Thursday 28 May 2009

Teachers imparting ideology

There is a recent research paper (available here) on the role of foreign education in promoting or reducing democracy in a student's home country. The paper finds that students travelling to democratic countries for education is often followed by increased democracy at home, and the paper uses various analytical tests to show that a forward causal link is a strong candidate for explaining the results. The results indicate that students travelling to a less democratic country often leads to reduced democracy at home.

The change in democracy is presumably only part of the influence exerted by the host country on the source country. Other influences may relate to social norms or political allegiances. The author presents examples of where powerful countries have set up educational exchanges with the explicit aim of ideological promotion, often by changing the views of future political leaders. I think it may encourage cynicism by students if they and all their classmates are from “strategically important” countries.

I do not know whether students are affected by the teaching or the general experience of spending time in a country. Two possible mechanisms are broad ideological influence or by technological training (students return home knowing more about a political system and they want to apply something they know about rather than something they do not).
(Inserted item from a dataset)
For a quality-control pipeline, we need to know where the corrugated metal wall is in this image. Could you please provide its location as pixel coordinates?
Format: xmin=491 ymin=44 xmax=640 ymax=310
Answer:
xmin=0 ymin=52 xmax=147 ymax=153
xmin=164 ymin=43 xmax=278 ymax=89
If the latter mechanism is the most important, then teaching may be more important than general influence since many or most teachers are appointed as technocrats rather than ideologues. Many teachers including me would be uneasy with a role of ideological promotion for the state.

"Education as ideological alignment" is one possible reason why states sponsor international students, but there are other possibilities. Foreign students have been found to be associated with increased economic innovation in their destination country (described here). This explanation seems to be equally compatible with a self-serving view of country educational funding. A country may also have humanitarian motivations.